The match was called for 11 o'clock in the morning. Years later Miss Wills was to recall that the night before, after a dinner of clear soup, filet mignon, green peas, boiled new potatoes, ice cream and cake, she went up to her room and, despite the repeated strains of the season's top hit,
, which floated up from the terrace below, slept soundly.
The Riviera produced its best weather for the match, and long before play started all the regular seats were taken and spectators were clinging to nearby trees, fences and rooftops, from which tiles had been removed in some cases. Hundreds more simply stood outside in the streets, hopeful of hearing the umpire's call of the score as the match progressed. No one ever did figure out how many people either saw the match or were in the vicinity.
The quality of the play never quite came up to expectations. The circus atmosphere, the long weeks of tension, the tendency of spectators, unschooled in the niceties of tennis etiquette, to cheer wildly, to the particular discomfiture of Suzanne, did little for the players' concentration. Early in the match crowds outside, seeking to batter their way to a view of the court, pushed forward so violently that they nearly toppled one of the backstops. Suzanne, a native of nearby Nice, apparently knew how to deal with people of her district. She walked to the end of the court and spoke sharply to the surging tennis fans. Even though they were separated from her by a wall of opaque canvas, they were thoroughly cowed and minded their manners.
Next, French gendarmes pursued some minor lawbreakers up and down the trunks and through the branches of a row of eucalyptus trees near the court. Miss Wills later recalled her amusement at this parody of the chase footage in a Keystone cops comedy. But she found little more to amuse her as the match unfolded.
Both she and Suzanne began by playing cautiously, and that style prevailed through most of the match. Although Suzanne was known for her daring, she was content to try to outsteady Helen, which she did. Helen made 26 errors to Suzanne's 14 in the first set. Each girl had only five placements and there were no service aces. Suzanne placed her shots with a precision that disconcerted Helen and kept the slower California girl from getting into position for her killing forehand, the shot she depended upon as a point winner.

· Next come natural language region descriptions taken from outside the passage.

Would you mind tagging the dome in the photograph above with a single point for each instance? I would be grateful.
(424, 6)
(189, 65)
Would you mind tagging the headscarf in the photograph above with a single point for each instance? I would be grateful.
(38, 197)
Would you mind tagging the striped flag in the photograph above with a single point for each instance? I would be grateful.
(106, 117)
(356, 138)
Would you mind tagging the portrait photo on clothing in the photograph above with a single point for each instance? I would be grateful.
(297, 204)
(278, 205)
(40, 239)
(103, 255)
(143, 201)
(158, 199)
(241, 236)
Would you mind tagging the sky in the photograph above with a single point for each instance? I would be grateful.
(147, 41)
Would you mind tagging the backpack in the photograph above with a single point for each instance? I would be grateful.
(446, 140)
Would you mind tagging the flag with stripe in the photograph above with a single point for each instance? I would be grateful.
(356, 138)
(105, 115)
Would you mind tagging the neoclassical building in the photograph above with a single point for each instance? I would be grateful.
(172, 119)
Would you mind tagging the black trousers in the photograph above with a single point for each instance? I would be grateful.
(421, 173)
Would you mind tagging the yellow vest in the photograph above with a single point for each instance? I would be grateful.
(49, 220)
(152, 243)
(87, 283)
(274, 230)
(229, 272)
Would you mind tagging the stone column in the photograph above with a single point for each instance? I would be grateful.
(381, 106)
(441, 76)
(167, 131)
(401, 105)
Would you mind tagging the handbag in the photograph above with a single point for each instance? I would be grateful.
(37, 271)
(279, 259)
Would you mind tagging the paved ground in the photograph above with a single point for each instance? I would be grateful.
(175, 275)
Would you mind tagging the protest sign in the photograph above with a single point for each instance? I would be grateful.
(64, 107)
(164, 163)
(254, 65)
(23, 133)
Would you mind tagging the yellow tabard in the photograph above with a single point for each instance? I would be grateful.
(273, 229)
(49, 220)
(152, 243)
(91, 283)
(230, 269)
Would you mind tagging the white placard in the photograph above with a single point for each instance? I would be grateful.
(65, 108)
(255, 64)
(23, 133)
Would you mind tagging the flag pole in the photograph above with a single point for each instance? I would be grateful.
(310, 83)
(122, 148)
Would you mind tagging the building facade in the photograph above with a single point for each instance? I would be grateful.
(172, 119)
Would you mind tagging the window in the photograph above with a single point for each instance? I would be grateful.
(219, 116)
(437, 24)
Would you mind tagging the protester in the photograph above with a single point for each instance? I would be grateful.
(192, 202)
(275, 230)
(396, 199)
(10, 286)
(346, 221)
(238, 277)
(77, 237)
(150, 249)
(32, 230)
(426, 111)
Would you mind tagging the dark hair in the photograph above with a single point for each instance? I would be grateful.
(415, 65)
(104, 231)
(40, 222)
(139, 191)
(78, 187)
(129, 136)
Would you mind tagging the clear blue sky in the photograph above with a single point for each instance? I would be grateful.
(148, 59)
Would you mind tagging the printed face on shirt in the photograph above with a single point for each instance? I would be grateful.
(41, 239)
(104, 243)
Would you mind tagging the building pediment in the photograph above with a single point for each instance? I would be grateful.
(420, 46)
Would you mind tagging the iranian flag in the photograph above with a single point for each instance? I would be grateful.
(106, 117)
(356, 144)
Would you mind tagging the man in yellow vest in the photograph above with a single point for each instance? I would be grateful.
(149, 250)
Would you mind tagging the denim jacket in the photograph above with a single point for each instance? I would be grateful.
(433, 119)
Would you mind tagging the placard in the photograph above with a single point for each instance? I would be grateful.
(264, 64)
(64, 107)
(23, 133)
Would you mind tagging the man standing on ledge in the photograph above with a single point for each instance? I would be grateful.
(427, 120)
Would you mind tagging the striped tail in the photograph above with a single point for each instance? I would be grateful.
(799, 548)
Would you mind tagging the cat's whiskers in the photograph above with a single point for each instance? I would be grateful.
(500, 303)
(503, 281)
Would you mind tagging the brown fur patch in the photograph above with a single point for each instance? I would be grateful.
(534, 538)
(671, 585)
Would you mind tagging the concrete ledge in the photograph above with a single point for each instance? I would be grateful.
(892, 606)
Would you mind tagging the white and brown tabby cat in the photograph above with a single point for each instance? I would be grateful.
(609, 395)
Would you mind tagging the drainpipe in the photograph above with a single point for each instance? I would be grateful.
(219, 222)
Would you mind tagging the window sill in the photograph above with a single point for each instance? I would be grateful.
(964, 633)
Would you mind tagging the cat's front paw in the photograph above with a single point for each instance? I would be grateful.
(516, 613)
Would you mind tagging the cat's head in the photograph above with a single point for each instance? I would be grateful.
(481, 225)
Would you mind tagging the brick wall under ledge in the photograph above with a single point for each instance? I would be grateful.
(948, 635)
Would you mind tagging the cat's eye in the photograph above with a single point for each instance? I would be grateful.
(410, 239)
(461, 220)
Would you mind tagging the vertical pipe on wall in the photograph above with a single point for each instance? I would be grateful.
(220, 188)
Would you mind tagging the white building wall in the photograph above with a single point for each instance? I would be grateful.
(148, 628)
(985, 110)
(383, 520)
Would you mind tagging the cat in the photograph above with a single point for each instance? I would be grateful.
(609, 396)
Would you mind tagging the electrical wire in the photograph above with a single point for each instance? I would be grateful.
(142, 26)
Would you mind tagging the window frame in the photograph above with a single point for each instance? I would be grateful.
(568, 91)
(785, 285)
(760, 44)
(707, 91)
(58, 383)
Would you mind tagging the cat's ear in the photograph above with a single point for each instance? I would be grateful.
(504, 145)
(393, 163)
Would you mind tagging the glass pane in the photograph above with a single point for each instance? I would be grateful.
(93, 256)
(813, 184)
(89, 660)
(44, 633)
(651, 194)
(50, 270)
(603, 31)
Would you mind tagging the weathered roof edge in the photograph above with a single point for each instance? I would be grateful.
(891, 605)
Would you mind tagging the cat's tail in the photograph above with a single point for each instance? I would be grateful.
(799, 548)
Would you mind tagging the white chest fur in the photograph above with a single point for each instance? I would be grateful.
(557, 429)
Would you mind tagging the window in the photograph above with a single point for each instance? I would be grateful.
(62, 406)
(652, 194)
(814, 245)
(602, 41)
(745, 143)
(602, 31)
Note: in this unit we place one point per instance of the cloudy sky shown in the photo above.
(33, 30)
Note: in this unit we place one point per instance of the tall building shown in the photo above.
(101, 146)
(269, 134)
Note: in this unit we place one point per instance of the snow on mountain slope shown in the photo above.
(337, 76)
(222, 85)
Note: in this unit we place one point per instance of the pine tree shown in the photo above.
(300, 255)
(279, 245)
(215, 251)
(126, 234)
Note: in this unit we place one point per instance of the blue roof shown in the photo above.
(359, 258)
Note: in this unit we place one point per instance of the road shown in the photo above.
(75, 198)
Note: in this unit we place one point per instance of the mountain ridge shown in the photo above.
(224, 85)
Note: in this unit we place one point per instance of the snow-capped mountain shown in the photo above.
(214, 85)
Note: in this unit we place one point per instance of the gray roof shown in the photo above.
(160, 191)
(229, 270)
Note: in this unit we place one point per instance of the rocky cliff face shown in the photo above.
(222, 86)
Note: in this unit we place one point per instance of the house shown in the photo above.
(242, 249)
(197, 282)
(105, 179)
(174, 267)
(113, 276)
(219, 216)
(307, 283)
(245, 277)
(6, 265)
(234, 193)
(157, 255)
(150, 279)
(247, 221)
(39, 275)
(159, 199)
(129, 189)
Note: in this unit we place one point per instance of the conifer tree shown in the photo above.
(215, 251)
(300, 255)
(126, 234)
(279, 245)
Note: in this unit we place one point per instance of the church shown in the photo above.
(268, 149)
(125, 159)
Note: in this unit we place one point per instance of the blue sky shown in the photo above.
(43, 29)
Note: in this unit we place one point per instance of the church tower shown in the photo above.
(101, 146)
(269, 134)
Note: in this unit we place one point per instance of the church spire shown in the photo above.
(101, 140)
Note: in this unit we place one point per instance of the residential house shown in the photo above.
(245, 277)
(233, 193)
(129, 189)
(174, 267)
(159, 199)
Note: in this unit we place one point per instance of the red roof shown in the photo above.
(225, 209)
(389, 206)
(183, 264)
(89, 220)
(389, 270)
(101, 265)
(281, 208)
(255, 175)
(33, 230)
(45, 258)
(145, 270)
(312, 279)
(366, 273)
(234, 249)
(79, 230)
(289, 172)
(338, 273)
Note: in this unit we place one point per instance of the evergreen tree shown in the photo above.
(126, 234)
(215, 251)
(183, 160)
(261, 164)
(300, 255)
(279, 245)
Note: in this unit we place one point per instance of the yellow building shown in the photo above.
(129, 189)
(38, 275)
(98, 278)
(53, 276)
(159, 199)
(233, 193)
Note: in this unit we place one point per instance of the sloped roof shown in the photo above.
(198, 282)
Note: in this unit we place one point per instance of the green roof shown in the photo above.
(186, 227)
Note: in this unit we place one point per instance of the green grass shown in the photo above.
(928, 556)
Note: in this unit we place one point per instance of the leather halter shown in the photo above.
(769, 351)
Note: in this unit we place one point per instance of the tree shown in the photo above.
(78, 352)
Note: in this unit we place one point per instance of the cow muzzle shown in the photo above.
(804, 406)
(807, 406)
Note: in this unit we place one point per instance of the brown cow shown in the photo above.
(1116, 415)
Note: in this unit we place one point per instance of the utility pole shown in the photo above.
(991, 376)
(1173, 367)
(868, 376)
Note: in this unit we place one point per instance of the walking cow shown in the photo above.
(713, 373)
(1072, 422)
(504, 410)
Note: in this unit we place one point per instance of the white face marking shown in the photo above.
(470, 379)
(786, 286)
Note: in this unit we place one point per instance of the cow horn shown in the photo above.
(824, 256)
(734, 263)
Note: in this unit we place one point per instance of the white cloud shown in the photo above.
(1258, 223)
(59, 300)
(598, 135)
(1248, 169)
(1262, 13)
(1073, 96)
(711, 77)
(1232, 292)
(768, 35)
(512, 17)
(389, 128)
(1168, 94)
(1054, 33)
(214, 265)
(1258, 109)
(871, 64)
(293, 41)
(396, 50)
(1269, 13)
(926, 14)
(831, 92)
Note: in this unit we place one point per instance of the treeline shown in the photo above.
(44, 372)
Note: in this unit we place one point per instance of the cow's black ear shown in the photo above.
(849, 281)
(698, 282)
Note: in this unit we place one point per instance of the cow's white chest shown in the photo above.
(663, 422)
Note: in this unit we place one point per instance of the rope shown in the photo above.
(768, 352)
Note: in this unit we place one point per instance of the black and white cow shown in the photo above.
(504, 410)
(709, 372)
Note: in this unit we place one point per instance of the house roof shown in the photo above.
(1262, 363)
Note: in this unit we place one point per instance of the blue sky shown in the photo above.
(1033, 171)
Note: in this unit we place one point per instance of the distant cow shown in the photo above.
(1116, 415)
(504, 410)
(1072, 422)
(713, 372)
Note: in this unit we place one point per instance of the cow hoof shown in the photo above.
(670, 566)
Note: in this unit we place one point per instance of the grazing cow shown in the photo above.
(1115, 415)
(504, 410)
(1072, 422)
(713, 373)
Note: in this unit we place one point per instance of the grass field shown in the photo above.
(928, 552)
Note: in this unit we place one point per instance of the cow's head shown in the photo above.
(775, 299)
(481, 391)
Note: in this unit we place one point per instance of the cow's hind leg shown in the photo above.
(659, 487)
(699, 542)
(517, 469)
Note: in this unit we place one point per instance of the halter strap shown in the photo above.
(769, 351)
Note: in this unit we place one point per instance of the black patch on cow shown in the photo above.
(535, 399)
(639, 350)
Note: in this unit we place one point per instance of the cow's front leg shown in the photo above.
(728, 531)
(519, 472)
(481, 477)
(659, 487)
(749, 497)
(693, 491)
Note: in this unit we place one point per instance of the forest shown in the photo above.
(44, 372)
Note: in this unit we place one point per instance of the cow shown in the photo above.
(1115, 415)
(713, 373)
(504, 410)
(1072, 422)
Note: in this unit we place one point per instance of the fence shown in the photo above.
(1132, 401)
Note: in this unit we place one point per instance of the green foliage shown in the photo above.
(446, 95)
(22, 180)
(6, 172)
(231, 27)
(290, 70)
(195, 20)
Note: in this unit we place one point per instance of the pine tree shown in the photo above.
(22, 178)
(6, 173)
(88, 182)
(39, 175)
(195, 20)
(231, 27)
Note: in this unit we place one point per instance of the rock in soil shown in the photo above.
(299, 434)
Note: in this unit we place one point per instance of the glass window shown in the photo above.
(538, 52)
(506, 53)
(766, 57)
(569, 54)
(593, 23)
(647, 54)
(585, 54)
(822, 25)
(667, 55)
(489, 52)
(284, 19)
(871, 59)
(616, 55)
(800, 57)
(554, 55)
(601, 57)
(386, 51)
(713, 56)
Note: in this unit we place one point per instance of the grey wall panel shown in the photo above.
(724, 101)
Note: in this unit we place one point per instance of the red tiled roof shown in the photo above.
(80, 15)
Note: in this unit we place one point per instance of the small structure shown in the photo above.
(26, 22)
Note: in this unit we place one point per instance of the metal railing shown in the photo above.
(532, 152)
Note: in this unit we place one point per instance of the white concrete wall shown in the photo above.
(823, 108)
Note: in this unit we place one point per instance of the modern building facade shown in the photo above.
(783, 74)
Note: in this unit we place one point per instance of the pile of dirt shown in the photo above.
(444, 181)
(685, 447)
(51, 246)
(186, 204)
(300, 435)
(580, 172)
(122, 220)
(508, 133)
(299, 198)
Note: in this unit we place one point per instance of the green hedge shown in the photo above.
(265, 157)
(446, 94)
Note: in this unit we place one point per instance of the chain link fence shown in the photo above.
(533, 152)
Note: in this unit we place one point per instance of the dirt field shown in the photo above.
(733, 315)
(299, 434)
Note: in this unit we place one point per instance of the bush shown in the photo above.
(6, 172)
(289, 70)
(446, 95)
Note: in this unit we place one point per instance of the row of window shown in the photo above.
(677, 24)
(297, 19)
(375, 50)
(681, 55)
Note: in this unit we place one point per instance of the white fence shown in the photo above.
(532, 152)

Frequently Suzanne employed soft and sharply angled shots to force Helen to run diagonally toward the net and one sideline, thus causing her to leave vast areas of her court undefended. Suzanne won the first set 6-3, but stopped play several times to remonstrate with the noisy gallery, which was overwhelmingly for her. "After all," she said after the match, "tennis is not baseball or boxing."
In the second set Helen began anticipating some of Suzanne's cannily directed shots and ran to a 3-1 lead. Her strategy of seeking to exhaust her older opponent, who was something of a hypochondriac, appeared on the point of fruition. Suzanne, never one to conceal either her emotions or her real or imagined pains, began clutching dramatically at the region of her heart. When she found herself down 3-1, she strode to the sidelines and helped herself to a stiff shot of cognac. Stimulated, Suzanne evened the set at 3 all, but soon fell behind. Helen, ahead by one game, smashed a hard forehand down the line that the crowd, partisan though it was, thought to be good. But the linesman, Cyril Tolley, a noted British golfer, ruled the ball out. Suzanne rallied, and at 6-5 reached match point.
Then an incident occurred that some were inclined to compare with the false armistice of November 7, 1918. Helen hit a ball deep, and someone in the stands yelled "Out!" The players and the crowd assumed the call was official. Spectators swarmed over the court and photographers posed the two girls at the net. But the officials ruled that the ball had been good. Helen then won the game and the set stood at 6-6. Such an incident usually left the emotional Suzanne seething. A crisis of nerves appeared in prospect. But she seemed unperturbed and ran out the set 8-6, and with it the match.